|Kim, Jeong-Soon - TEXAS A&M UNIVERSITY|
|Klein, Patricia - TEXAS A&M UNIVERSITY|
|Price, James - TEXAS A&M UNIVERSITY|
|Mullet, John - TEXAS A&M UNIVERSITY|
|Stelly, David - TEXAS A&M UNIVERSITY|
Submitted to: Genetics
Publication Type: Peer Reviewed Journal
Publication Acceptance Date: October 26, 2004
Publication Date: February 1, 2005
Citation: Kim, J., Klein, P.E., Klein, R.R., Price, J.H., Mullet, J.E., Stelly, D.M. 2005. Molecular cytogenetics maps of sorghum linkage groups 2 and 8. Genetics. 169:955-965. Interpretive Summary: Major advancements in science hinge on the development of new tools including a detailed understanding of the structure of chromosomes. Chromosomes are the structures found in cells that harbor genes, the tiny packets of genetic blueprint material that are found in all plants and animals and control all of the physical characteristics of these organisms. Our work focuses on improving major grain crops and, with detailed knowledge of chromosomes, the genetic blueprint will be visible and this information can make improving the plants more efficient. This study details a microscopic view of two sorghum chromosomes, and revealed that regions of each chromosome have a high density of genes whereas other chromosomal locations are largely devoid of these genetic blueprints. Understanding the structure of sorghum chromosomes and knowing where important genes reside will permit more efficient identification of genes that control the physical appearance of an organism. Information will be primarily used by fellow scientists but the work should ultimately result in better adapted, higher producing crop varieties available to American farmers.

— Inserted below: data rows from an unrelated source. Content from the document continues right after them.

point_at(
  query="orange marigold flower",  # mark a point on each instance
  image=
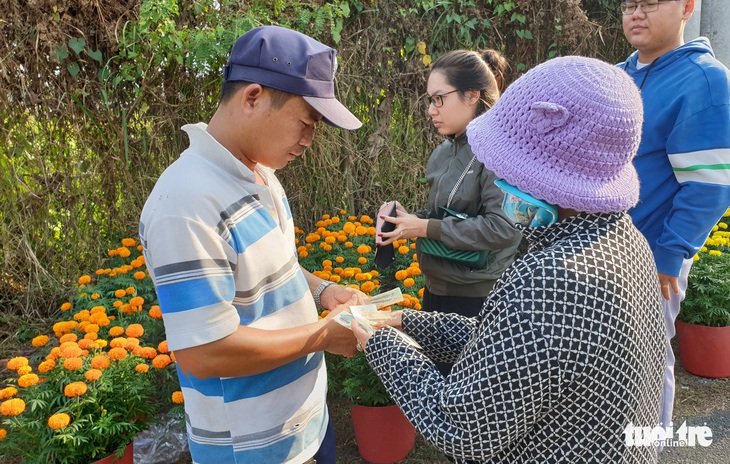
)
(116, 331)
(134, 330)
(155, 312)
(40, 340)
(27, 380)
(161, 361)
(46, 365)
(17, 362)
(142, 368)
(59, 421)
(162, 347)
(367, 287)
(177, 397)
(8, 392)
(72, 364)
(124, 252)
(117, 353)
(70, 350)
(75, 389)
(100, 362)
(12, 407)
(68, 338)
(147, 352)
(92, 375)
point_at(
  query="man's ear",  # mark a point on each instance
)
(251, 96)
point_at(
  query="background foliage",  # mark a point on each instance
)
(92, 96)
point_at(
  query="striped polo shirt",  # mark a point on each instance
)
(221, 252)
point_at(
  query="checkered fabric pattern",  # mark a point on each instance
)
(568, 350)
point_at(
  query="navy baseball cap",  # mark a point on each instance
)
(289, 61)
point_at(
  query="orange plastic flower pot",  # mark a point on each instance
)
(383, 433)
(704, 351)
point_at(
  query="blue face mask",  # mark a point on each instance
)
(525, 209)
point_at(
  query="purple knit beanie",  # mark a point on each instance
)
(566, 132)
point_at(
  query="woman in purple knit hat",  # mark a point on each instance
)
(565, 361)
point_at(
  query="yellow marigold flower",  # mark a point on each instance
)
(92, 375)
(100, 362)
(8, 392)
(401, 275)
(134, 330)
(367, 287)
(155, 312)
(72, 364)
(59, 421)
(142, 368)
(75, 389)
(17, 362)
(161, 361)
(12, 407)
(118, 353)
(162, 347)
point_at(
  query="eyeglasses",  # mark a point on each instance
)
(628, 8)
(438, 100)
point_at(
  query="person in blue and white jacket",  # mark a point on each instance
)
(684, 157)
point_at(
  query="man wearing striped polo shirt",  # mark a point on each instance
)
(239, 311)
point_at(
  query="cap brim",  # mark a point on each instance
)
(334, 112)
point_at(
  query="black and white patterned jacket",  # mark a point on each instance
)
(568, 350)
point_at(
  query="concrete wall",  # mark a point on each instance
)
(714, 24)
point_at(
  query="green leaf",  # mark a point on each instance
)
(95, 55)
(73, 68)
(76, 44)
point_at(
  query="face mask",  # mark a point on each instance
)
(525, 209)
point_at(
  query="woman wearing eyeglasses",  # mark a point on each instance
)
(461, 86)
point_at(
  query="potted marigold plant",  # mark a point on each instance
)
(98, 376)
(342, 250)
(703, 324)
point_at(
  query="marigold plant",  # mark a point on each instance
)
(79, 397)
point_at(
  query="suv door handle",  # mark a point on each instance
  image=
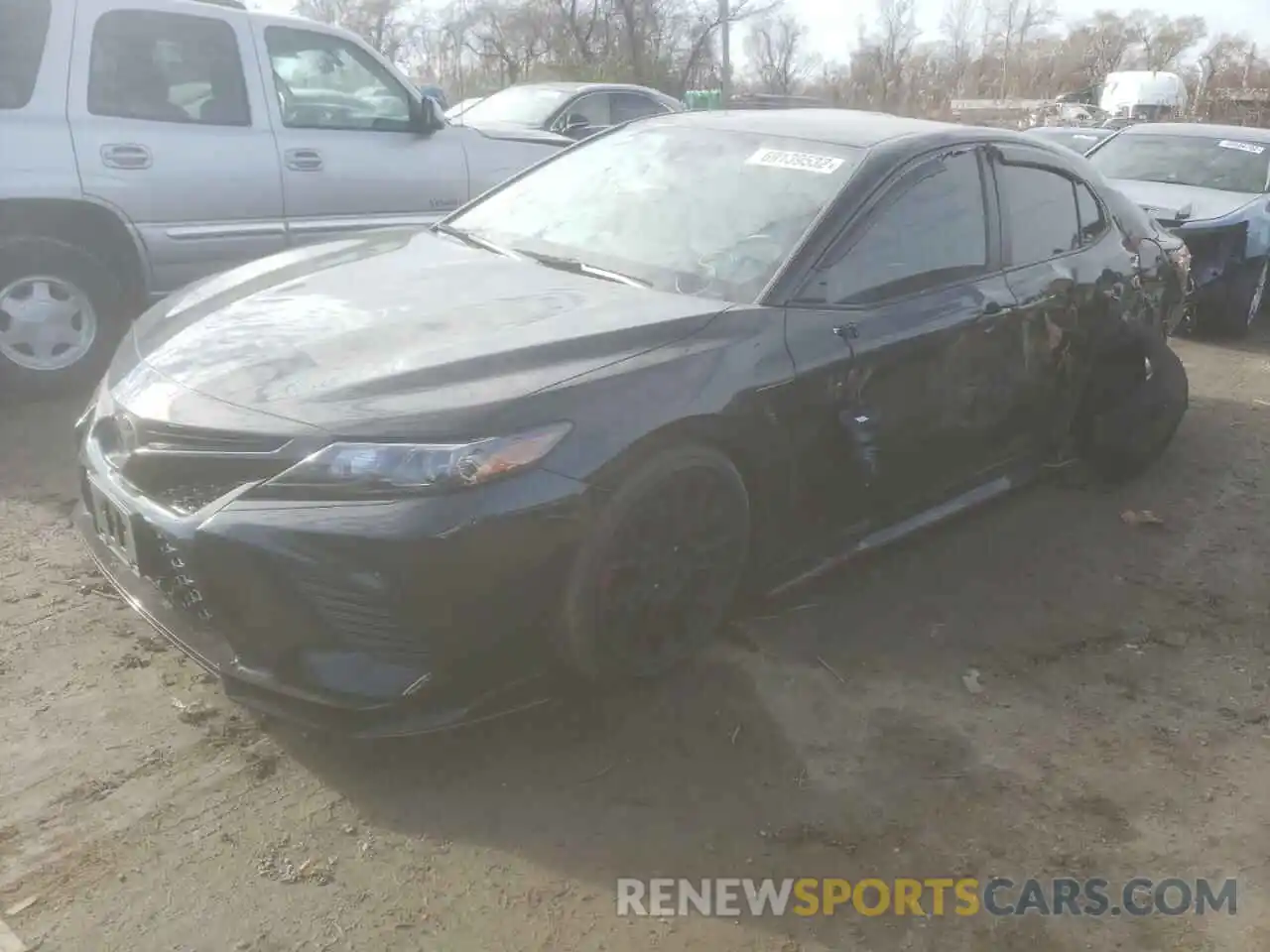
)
(304, 159)
(126, 157)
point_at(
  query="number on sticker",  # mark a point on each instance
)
(1241, 146)
(803, 162)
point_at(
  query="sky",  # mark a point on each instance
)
(832, 24)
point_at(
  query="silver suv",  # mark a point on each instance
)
(148, 144)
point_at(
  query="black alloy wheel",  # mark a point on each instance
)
(653, 583)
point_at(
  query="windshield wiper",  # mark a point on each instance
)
(575, 267)
(468, 239)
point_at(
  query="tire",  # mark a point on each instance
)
(85, 302)
(683, 498)
(1129, 416)
(1245, 299)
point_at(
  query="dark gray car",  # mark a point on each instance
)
(572, 109)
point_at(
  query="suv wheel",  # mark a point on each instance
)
(62, 312)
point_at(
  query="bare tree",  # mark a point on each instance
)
(776, 51)
(957, 27)
(884, 55)
(1164, 40)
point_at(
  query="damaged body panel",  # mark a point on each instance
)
(1207, 185)
(427, 460)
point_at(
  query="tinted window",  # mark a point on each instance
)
(933, 232)
(520, 105)
(1039, 206)
(633, 105)
(326, 82)
(1227, 164)
(593, 108)
(22, 48)
(1092, 221)
(688, 208)
(167, 67)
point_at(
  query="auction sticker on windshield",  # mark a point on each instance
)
(803, 162)
(1241, 146)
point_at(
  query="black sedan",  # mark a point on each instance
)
(408, 480)
(1079, 139)
(574, 109)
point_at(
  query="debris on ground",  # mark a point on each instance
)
(193, 711)
(22, 905)
(970, 679)
(131, 661)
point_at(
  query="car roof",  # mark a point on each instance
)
(843, 127)
(1067, 131)
(575, 86)
(1247, 134)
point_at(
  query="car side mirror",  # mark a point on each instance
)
(427, 117)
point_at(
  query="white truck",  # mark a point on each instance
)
(1143, 94)
(146, 144)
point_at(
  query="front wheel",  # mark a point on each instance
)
(663, 561)
(1234, 316)
(62, 312)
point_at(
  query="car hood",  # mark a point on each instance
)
(1166, 200)
(515, 134)
(393, 327)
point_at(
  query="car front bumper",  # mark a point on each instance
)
(363, 619)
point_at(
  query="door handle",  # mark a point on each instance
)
(993, 308)
(126, 157)
(304, 159)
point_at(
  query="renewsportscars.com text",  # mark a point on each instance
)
(939, 896)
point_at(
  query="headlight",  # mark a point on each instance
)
(386, 468)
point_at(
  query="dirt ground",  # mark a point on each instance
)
(1123, 729)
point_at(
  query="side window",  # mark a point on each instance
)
(1093, 223)
(1039, 207)
(326, 82)
(594, 108)
(22, 48)
(934, 232)
(633, 105)
(167, 67)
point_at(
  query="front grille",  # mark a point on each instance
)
(168, 438)
(175, 580)
(361, 620)
(186, 468)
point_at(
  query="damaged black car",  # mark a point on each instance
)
(411, 480)
(1207, 184)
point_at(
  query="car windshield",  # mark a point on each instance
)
(679, 207)
(1076, 139)
(521, 105)
(1203, 162)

Technical Abstract: To integrate genetic, physical and cytological perspectives of the sorghum genome, we selected 40 landed bacterial artificial chromosome clones that contain different linkage map markers, 21 from linkage group 2 and 19 from linkage group 8. Cocktails with multiple bacterial artificial chromosome clones were constructed for each chromosome. Comparison to the corresponding linkage map revealed full concordance of locus order between cytological and prior segregation analyses. The pericentromeric heterochromatin constituted a large quasi uniform block in each bivalent, and was especially large in the bivalent corresponding to linkage group 8. Centromere positions were progressively delimited using Fluorescent In Situ Hybridization to identify landed bacterial artificial chromosome clones for which the Fluorescent In Situ Hybridization signals visibly flanked the centromere. Alignment of linkage and cytological maps revealed that pericentromeric heterochromatin of these sorghum chromosomes is largely devoid of recombination, which is mostly relegated to the more distal regions, which are largely euchromatic. This suggests that the sorghum genome is thus even more amenable to physical mapping of genes and positional cloning than previously suggested. As a prelude to positional cloning of a fertility restorer gene, Rf1, Fluorescent In Situ Hybridization of bacterial artificial chromosome clones flanking the fertility locus were used to delimit the chromosomal position of the gene. Fluorescent In Situ Hybridization of bacterial artificial chromosome clones that contain the most proximal linkage markers enabled localization of this gene to a small euchromatic region of linkage group 8.